Gli investigatori hanno acquisito conversazioni interne nelle quali gli indagati si scambiavano messaggi codificati per commentare le loro azioni. I manganelli diventavano “tonfa”, le botte erano descritte come “cioccolatini”, “torte sacher”, oppure “giri sulla giostra” e “benedizioni”. Espressioni dal tono apparentemente scherzoso, ma che secondo gli inquirenti mascheravano una violenza sistematica, aggravata da motivazioni razziste e discriminatorie.

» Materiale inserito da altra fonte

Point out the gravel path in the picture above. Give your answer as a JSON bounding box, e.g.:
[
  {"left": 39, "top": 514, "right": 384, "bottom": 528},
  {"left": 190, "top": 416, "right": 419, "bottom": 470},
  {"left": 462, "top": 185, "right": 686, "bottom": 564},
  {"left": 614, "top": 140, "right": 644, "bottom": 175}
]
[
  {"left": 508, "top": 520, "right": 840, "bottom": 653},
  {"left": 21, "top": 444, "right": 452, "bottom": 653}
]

I bersagli, nella gran parte dei casi, erano stranieri, tossicodipendenti e soggetti vulnerabili. In una delle chat si legge un’agghiacciante espressione: “Pulizia con il napalm” riferita ai “negri di merda”. Frasi inaccettabili, che confermano, secondo la Procura, un clima tossico e deviato all’interno di un corpo di polizia che avrebbe dovuto tutelare la legalità e i diritti.
Il pestaggio del minore libico e le prove simulate
L’indagine prende le mosse da un episodio avvenuto nel febbraio del 2024, quando un minorenne libico viene fermato dagli agenti e colpito con calci nei testicoli. Subito dopo, il giovane viene denunciato per resistenza a pubblico ufficiale. In una conversazione su WhatsApp, uno degli agenti si giustifica così: “Tanto è la sua parola contro la nostra, siamo pubblici ufficiali”. Un’affermazione che rivela non solo l’abuso, ma anche la consapevolezza della posizione di forza istituzionale, utilizzata come scudo contro eventuali accuse.
Un’altra vittima è un cittadino marocchino, accusato di borseggio su un autobus. Finisce al pronto soccorso dell’ospedale di Voltri con traumi facciali, fratture e un trauma lombare. Secondo le indagini, è stato picchiato a bordo di un’auto di servizio. Ancora, nella notte di Capodanno, a subire è un cittadino sudamericano, arrestato per resistenza e manganellato mentre era in ginocchio.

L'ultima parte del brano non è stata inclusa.